See, he even talks like a manager. What a gift to any clubhouse. Vogt grew up in the Central Valley, in Visalia, a small-school product who played big at small-college Azusa Pacific. And he grew up in a baseball family. His father, Randy, coached Vogt and brother Danny. The old man taught the sons how to play, how to do it the right way, how to respect teammates and the game.
Vogt and family attended Giants games at Candlestick Park and the newer venue in the city. Vogt’s favorite players then were Will Clark and Barry Bonds.
Randy, the father, was a regular at A’s games when Vogt was a regular in Oakland. Fans often chanted or sang, “I believe in Stephen Vogt!”
Vogt is a career .251 hitter in the bigs. He has 57 MLB home runs and 218 RBIs. He has logged 73 games at first base and 21 in the outfield but has otherwise been a rock behind the plate.
One highlight was in the 2013 American League Division Series. Vogt won it for the A’s 1-0 over Detroit with a walk-off hit in the ninth inning.
Family, including Vogt’s father, will attend the River Cats opener.
“Dad was everything to me, my baseball guy, my mentor, my coach,” Vogt said. “I tried to be that example, to exemplify that example of how to approach the game, how to play it, appreciating teammates. Put teammates ahead of yourself. That’s when you can become a good player, when you get out of your own way and root for teammates.”

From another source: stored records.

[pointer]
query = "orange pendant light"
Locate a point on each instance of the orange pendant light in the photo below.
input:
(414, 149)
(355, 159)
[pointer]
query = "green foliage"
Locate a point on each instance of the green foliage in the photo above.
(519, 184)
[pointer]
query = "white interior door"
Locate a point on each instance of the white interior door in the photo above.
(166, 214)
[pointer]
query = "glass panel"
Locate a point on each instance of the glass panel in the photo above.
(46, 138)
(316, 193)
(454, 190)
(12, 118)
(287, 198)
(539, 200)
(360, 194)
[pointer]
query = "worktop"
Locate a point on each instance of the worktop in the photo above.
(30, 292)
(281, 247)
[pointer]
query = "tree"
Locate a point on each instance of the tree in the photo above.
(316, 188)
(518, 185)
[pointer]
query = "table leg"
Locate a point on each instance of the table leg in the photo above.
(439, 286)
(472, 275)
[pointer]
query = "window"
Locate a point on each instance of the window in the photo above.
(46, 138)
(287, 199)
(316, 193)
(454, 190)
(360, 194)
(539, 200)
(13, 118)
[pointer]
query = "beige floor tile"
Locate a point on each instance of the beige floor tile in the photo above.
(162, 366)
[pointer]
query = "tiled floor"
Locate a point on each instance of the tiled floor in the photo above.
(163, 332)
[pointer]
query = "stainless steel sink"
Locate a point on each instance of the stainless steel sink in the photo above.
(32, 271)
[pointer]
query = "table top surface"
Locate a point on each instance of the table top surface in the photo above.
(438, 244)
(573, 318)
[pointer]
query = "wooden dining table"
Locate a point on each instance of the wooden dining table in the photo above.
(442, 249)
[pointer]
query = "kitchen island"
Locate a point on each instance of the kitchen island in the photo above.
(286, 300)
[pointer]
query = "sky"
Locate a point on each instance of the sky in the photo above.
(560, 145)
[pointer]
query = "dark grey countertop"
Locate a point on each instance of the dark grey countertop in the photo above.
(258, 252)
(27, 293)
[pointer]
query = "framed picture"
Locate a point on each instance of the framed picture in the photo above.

Vogt was drafted in the 12th round by Tampa Bay in 2007 and grinded his way to the top. He fielded his share of demotions to the minors, only to fight his way back up in a sport in which injuries and opportunities are not always kind.
As a manager, Vogt will be able to relate to any story, any injury, any form of player heartache.
“I’d love to manage when I’m done as a player, hopefully in the big leagues,” Vogt said. “I like to say I’ve done it really well in my career as a player or I screwed it up (laughs). I’d love to give back to the game.”
Vogt’s 2018 shoulder surgery also cut into his spirit. He wondered if he could play again, if he’d be a shell of his former self.
“My body feels incredible, the shoulder is coming, and I’m excited,” Vogt said. “I’m 10 months out of surgery, and I’m very surprised at how far I’ve come. Initially, doctors said it’d take maybe 12, 14 or 15 months to get back. The Giants’ medical staff has done a great job.
“When I got hurt, I was in Biloxi, Mississippi, for Double A, and it was cloudy, my future, and I thought it could be over. I’m just so grateful.”
Vogt’s real passion in life is family. When we profiled Vogt in 2013 in The Bee, a photo of Vogt running the bases at Raley Field, in uniform after a game, with baby daughter Payton spoke volumes.
Payton is 7 now. She has kid brothers to boss around in Clark, 4, and Bennett, 2.
Their mother, Alyssa, is the primary boss. She and Vogt were college sweethearts. He calls her the family star. They continue to make the vagabond baseball life work.
“How do we make it work? Alyssa is how we make it work,” Vogt said with an admiring laugh. “She’s amazing. You have to find a mate or a spouse in life that’s strong and independent and understands that this is an occupation. She was an athlete, so she understands that, too.
“We’ve always done this together. We made staying together throughout the seasons a priority. We’ve been very blessed in that regard.”